Após o desaparecimento dos dinossauros, os ancestrais dos primatas levaram para as árvores. Perseguir insetos ao redor das árvores exigiu boa visão, o que levou a parte visual do neocórtex a se expandir. O maior desafio mental para os primatas, entretanto, pode ter sido manter o controle de suas vidas sociais, o que pode explicar a enorme expansão das regiões frontais do neocórtex primata.
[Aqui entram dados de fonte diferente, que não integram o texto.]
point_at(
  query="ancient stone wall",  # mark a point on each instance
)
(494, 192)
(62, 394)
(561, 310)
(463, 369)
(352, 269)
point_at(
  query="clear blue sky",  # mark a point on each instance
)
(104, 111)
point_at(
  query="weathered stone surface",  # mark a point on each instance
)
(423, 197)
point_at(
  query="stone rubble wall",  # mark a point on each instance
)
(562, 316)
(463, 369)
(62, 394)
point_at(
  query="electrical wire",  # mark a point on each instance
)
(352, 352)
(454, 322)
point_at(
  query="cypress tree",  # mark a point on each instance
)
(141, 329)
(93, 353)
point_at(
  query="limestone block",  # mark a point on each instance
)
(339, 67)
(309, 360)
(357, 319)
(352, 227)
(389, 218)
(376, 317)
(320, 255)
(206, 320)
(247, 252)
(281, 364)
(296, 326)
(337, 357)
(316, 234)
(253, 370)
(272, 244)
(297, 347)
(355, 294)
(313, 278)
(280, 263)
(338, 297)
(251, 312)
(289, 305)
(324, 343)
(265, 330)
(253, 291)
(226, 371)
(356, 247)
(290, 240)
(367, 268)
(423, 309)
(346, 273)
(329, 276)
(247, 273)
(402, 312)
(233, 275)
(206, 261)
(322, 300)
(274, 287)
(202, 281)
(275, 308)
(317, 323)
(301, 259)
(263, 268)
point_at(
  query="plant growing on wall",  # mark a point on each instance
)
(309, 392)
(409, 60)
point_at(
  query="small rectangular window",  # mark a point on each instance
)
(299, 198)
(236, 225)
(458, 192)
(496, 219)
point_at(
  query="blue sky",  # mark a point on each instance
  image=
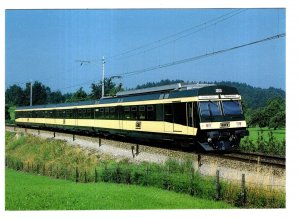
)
(44, 45)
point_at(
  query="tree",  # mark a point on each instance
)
(272, 116)
(13, 95)
(79, 95)
(55, 97)
(110, 88)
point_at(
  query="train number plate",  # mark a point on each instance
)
(224, 125)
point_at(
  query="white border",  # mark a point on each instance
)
(292, 89)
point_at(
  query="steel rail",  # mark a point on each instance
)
(247, 157)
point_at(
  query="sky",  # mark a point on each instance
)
(49, 45)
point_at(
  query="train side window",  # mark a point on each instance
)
(88, 114)
(102, 113)
(79, 113)
(169, 114)
(106, 112)
(127, 113)
(133, 112)
(159, 112)
(97, 113)
(112, 113)
(142, 113)
(180, 113)
(150, 112)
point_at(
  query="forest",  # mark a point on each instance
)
(262, 107)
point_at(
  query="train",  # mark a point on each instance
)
(208, 117)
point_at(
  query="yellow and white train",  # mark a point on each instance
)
(204, 115)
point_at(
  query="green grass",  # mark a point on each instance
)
(278, 133)
(12, 112)
(25, 191)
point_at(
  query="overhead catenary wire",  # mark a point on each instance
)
(200, 56)
(159, 41)
(205, 25)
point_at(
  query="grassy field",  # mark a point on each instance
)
(32, 192)
(264, 140)
(278, 133)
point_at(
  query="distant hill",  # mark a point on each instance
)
(254, 97)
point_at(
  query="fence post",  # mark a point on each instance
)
(243, 191)
(95, 175)
(137, 150)
(56, 172)
(44, 169)
(132, 150)
(65, 173)
(199, 161)
(192, 182)
(76, 175)
(50, 170)
(218, 187)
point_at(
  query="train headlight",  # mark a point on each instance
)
(208, 125)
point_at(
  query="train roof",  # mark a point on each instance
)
(173, 91)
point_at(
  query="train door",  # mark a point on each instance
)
(190, 118)
(169, 117)
(76, 117)
(120, 116)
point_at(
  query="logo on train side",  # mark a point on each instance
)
(138, 124)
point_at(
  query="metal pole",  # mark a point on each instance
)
(30, 93)
(103, 62)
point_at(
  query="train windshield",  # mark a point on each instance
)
(210, 108)
(232, 108)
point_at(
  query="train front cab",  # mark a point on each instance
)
(222, 123)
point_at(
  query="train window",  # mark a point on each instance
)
(112, 114)
(210, 108)
(159, 112)
(79, 114)
(232, 108)
(88, 113)
(150, 112)
(168, 109)
(127, 113)
(106, 113)
(142, 113)
(97, 113)
(179, 110)
(133, 112)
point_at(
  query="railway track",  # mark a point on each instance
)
(248, 157)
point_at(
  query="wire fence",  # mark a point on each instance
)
(172, 177)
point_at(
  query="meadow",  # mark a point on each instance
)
(57, 159)
(265, 140)
(33, 192)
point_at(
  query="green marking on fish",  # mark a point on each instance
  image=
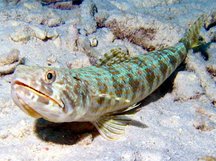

Essas regiões frontais também se tornaram mais conectadas, tanto dentro de si mesmas, quanto com outras partes do cérebro que lidam com o input sensorial e controle motor. Todos estes primatas equipados para lidar com mais informação recebida e encontrar formas mais inteligentes de agir sobre ela. Uma linha de primatas, os grandes símios, tornou-se particularmente inteligente.

Cérebro humano

Investigadores costumavam pensar que levar até duas pernas fazia com que o tamanho do cérebro humano ultrapassasse o dos nossos primos primatas, os orangotangos, gorilas e chimpanzés. Entretanto, as descobertas fósseis mostram que milhões de anos após os primeiros hominídeos se tornarem bípedes, eles ainda tinham cérebros pequenos.
Foi apenas há 2,5 milhões de anos atrás que nossos cérebros começaram a ficar maiores. Ainda não sabemos porquê, mas é possível que uma mutação tenha enfraquecido os músculos do maxilar dos nossos antepassados e permitido que os nossos crânios se expandissem.
Após termos ficado suficientemente inteligentes para desenvolver ferramentas e encontrar uma dieta mais rica, um efeito de feedback positivo pode ter entrado em acção, levando a uma maior expansão do cérebro. Muitos nutrientes são essenciais para um cérebro grande, e animais inteligentes têm mais chances de encontrá-los.
O quadro geral é de um cérebro em constante expansão, graças à interação entre dieta, cultura, tecnologia, linguagem e genes. No entanto, nos últimos 15.000 anos, o tamanho médio do cérebro humano em relação ao nosso corpo diminuiu em 3 ou 4%.
Para descobrir o porquê, e ler mais sobre a jornada evolutiva do cérebro, leia “Uma breve história do cérebro”.